In November 1915 William Bragg, just appointed Professor of Physics at University College London, and his son Lawrence Bragg, then serving on the Western Front, learnt that they had been awarded that year’s Nobel Prize for Physics.
This was for their work, which started in 1912, showing how X-rays could be used to determine the atomic structure of crystals. This was one of the key scientific discoveries of the 20th century – more Nobel Prizes (including for the double helical structure of DNA) have been awarded for X-ray crystallography than for any other subject.
Between 1923 and his death in 1942 William Bragg, Fullerian Professor of Chemistry and Director of the Davy-Faraday Research Laboratory, built up at the Royal Institution the world’s most important X-ray crystallography laboratory.
Between 1954 and 1966 Lawrence Bragg held the same positions as his father had done at the Royal Institution. In addition, in 1965 he was created the first Director of the Royal Institution as recognition of his turning the organisation around after the Andrade crisis of the early 1950s.

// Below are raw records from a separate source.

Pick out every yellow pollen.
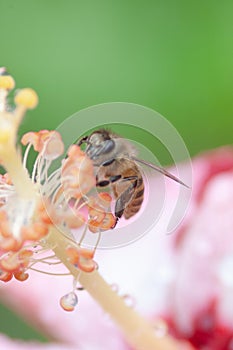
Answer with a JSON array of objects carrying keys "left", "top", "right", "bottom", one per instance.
[
  {"left": 15, "top": 88, "right": 38, "bottom": 109},
  {"left": 0, "top": 75, "right": 15, "bottom": 90}
]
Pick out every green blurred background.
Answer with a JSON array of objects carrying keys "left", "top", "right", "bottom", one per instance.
[{"left": 0, "top": 0, "right": 233, "bottom": 339}]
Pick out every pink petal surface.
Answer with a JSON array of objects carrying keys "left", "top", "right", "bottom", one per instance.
[
  {"left": 1, "top": 148, "right": 233, "bottom": 350},
  {"left": 0, "top": 335, "right": 77, "bottom": 350}
]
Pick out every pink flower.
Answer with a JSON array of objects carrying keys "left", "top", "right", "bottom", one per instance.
[{"left": 0, "top": 148, "right": 233, "bottom": 350}]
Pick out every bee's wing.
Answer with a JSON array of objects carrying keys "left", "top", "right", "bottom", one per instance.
[{"left": 131, "top": 157, "right": 190, "bottom": 188}]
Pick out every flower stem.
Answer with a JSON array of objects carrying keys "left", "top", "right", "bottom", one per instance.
[{"left": 46, "top": 227, "right": 184, "bottom": 350}]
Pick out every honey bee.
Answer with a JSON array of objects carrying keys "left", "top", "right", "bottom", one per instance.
[{"left": 77, "top": 129, "right": 188, "bottom": 223}]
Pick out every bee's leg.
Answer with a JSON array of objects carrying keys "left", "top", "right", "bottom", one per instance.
[{"left": 115, "top": 176, "right": 138, "bottom": 219}]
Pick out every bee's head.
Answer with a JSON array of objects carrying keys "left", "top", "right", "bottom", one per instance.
[{"left": 78, "top": 129, "right": 115, "bottom": 164}]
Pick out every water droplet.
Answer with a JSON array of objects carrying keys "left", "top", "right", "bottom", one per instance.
[
  {"left": 154, "top": 320, "right": 168, "bottom": 338},
  {"left": 60, "top": 292, "right": 78, "bottom": 311}
]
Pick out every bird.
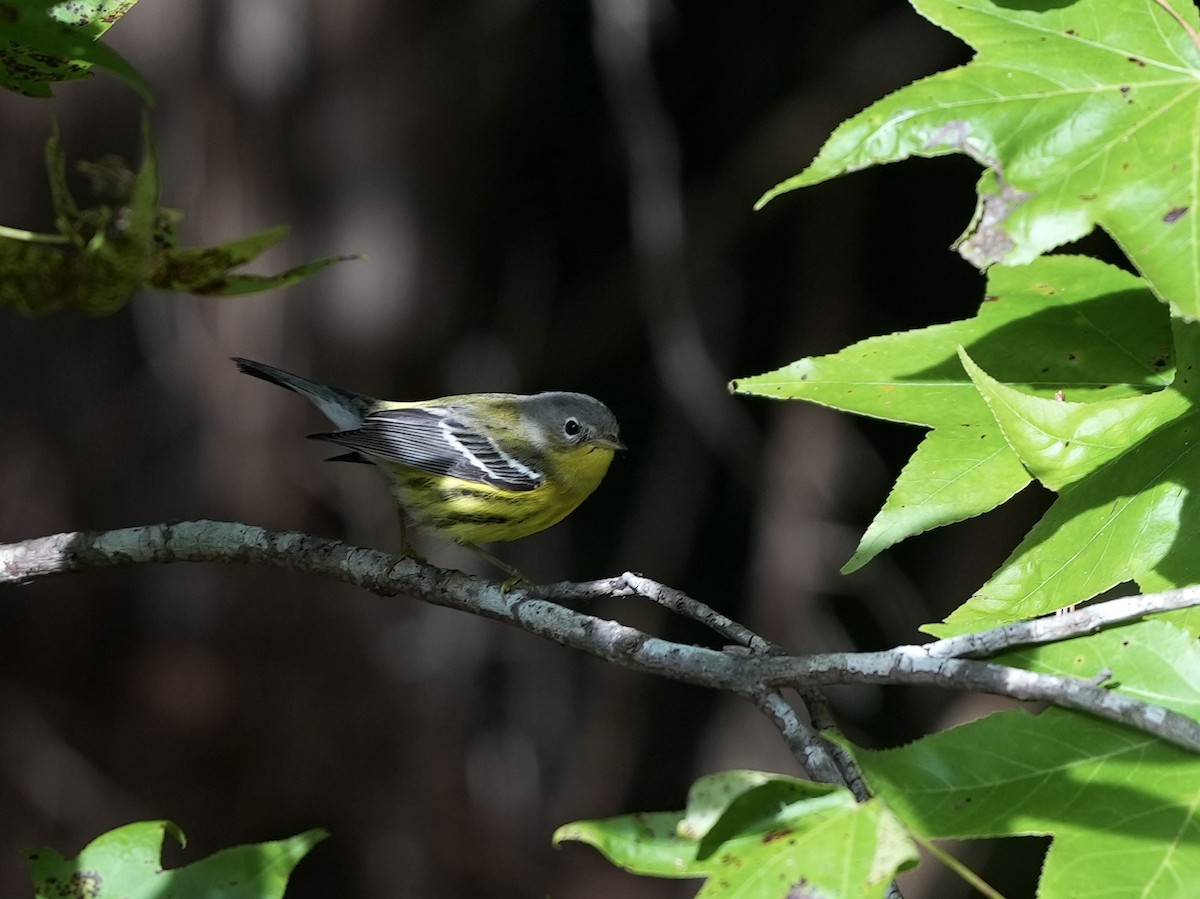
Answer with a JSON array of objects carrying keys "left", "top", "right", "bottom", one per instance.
[{"left": 233, "top": 356, "right": 625, "bottom": 586}]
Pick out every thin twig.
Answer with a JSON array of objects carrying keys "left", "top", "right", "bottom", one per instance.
[
  {"left": 0, "top": 521, "right": 1200, "bottom": 753},
  {"left": 911, "top": 587, "right": 1200, "bottom": 659}
]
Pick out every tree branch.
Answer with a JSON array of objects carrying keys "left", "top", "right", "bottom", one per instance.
[{"left": 0, "top": 521, "right": 1200, "bottom": 748}]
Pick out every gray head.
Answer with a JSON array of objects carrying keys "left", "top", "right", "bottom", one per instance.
[{"left": 522, "top": 392, "right": 625, "bottom": 450}]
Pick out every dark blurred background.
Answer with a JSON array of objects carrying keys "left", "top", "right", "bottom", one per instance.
[{"left": 0, "top": 0, "right": 1043, "bottom": 899}]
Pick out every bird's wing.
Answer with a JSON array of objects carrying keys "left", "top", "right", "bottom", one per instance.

Both Lawrence Bragg and his wife Alice Bragg, wrote autobiographies, presumably with a view to publication which for various reasons did not happen during their lifetimes. Both are now published for the first time in an edition edited by A.M. Glazer (emeritus Professor of Physics at the University of Oxford) and Patience Thomson (Lawrence Bragg’s younger daughter).
Lawrence Bragg’s autobiography covers his upbringing in Australia, his service during the Great War, his time as Rutherford’s successor at the University of Manchester, Director of the National Physical Laboratory and then of the Cavendish Laboratory in Cambridge, ending just before his move to the Royal Institution.
Alice Bragg’s autobiography covers her childhood in Manchester, her time as a student in Cambridge (where she met Lawrence), and then the same events as Lawrence Bragg's, but from a rather different perspective, and including their time at the Royal Institution. Alice Bragg also records her own career, for example serving as Mayor of Cambridge at the end of the war of 1939 to 1945.
The two autobiographies in this single volume provide enormously valuable insights into the development of science during the 20th century and its place in broader culture and polity. The royalties from the book will be donated to the Royal Institution.